Pour contrecarrer ça, de nombreux fers orthopédiques ont alors été conçus afin de soulager le cheval et de protéger le sabot. Ces nouvelles ferrures permettent de changer l’appui du pied, et cela dans l’unique but de travailler son cheval en prévenant des boiteries.
c) La sécurité du cheval comme du cavalier
Le cheval, dans sa morphologie, met 80% de son poids vers l’avant et 20% sur son arrière main. Lors du saut, s’il saute 1 mètre, il doit amortir aux alentours d’1 tonne à la réception de l’obstacle. Pieds-nus, cela peut entraîner un mauvais mouvement du boulet, qui parfois, touche le sol à la réception. Autant vous dire que cela crée de grosses pressions sur les tendons et les ligaments.
Avec une ferrure adaptée, une paire d’oignons, et un fer davantage reculé, le pied sera légèrement relevé et par conséquent, le boulet aura tendance à beaucoup moins descendre.
Enfin, lors des compétitions de CCE, il n’est pas rare d’apercevoir des crampons apposés à la ferrure des chevaux. Cela leur permet de ne pas glisser aux contacts des différents types de sols que le cross leur impose, d’autant plus par temps boueux. Les crampons évitent donc les chutes du cheval, comme celles du cavalier.
d) Avantages / Inconvénients
Pour en savoir plus : LES 10 QUESTIONS QUE VOUS VOUS ÊTES FORCÉMENT POSÉES SUR LA FERRURE CHEZ LE CHEVAL
3# Quand laisser son cheval pieds-nus ?
De plus en plus de cavaliers ont franchi le cap de déferrer leurs chevaux ces dernières années. Cependant, attention, laisser un cheval pieds-nus ne se présente pas à tout le monde. Même si l’acte part d’un bon sentiment, repasser pieds-nus après tant d’années de ferrage est une réelle épreuve pour le cheval. Alors, quelles sont les choses à savoir et les précautions à prendre ?

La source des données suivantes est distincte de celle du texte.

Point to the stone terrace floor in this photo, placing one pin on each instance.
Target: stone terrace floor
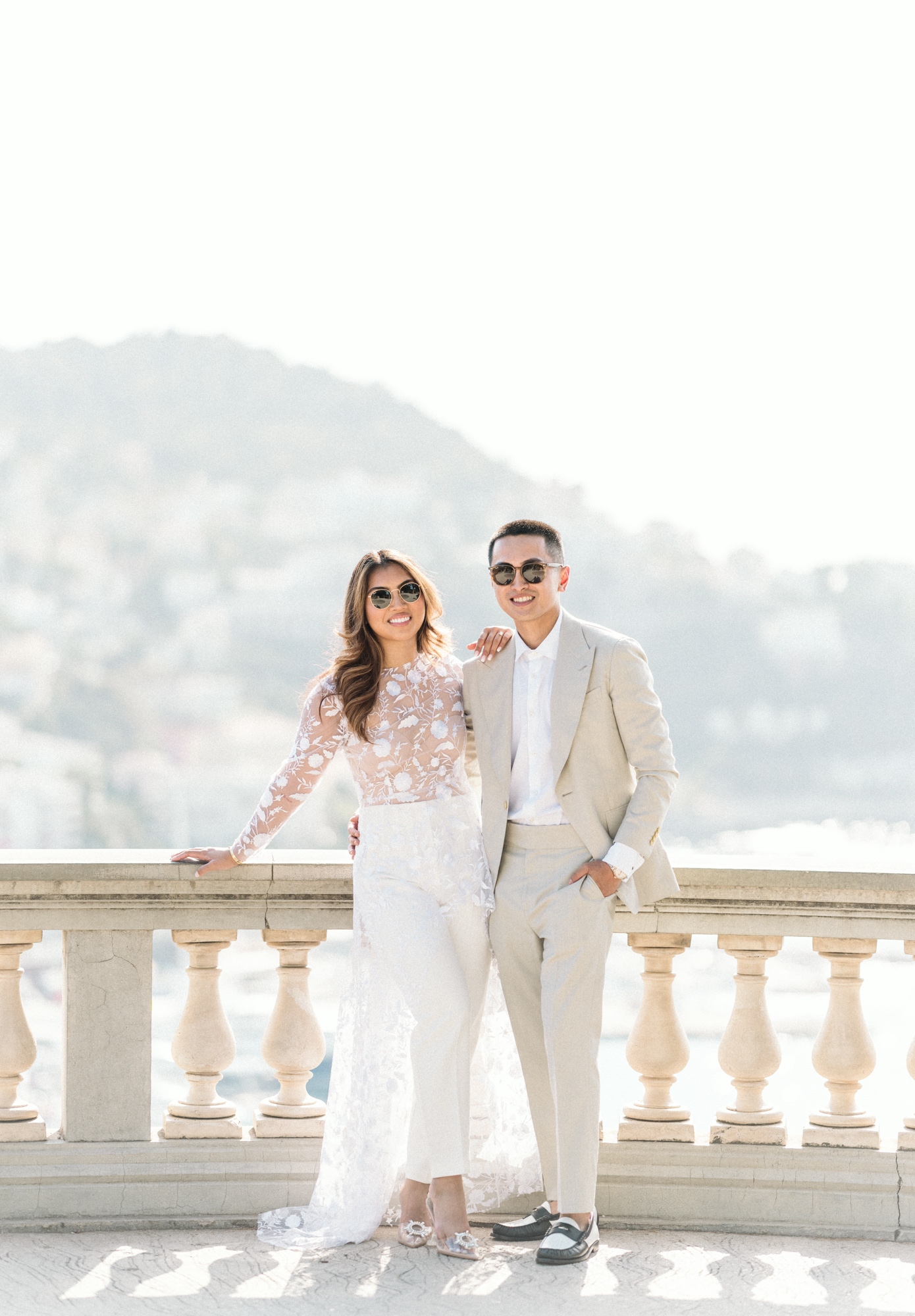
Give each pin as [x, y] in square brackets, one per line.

a) Un environnement adapté
La possibilité de laisser un cheval pieds-nus dépend dans un premier temps de ses conditions de vie et de l’environnement dans lequel il évolue. Rappelons que le parage sert au confort du cheval afin de l’aider à se déplacer sur différents sols.
Prenons l’exemple d’un cheval qui vit au pré et travaille sur une carrière de sable. Selon la région, déferrer est envisageable. Dans des départements comme les Landes (40), où la terre est argileuse ou sablonneuse, un cheval n’aura aucun problème à marcher pieds-nus. En revanche, dans d’autres régions, avec davantage de cailloux, le passage du fer au pied-nu risque d’être très délicat voire même impossible.
Autre critère à prendre en compte : la vie en troupeau. Les chevaux sont grégaires mais il arrive parfois qu’ils se blessent les uns les autres. Il est alors plus que recommandé de déferrer son cheval de l’arrière lorsque celui-ci vit en groupe afin d’éviter les blessures trop importantes.
b) La charge de travail
La charge de travail est aussi un indicateur qui pourra peut-être vous guider vers la meilleure alternative pour votre cheval.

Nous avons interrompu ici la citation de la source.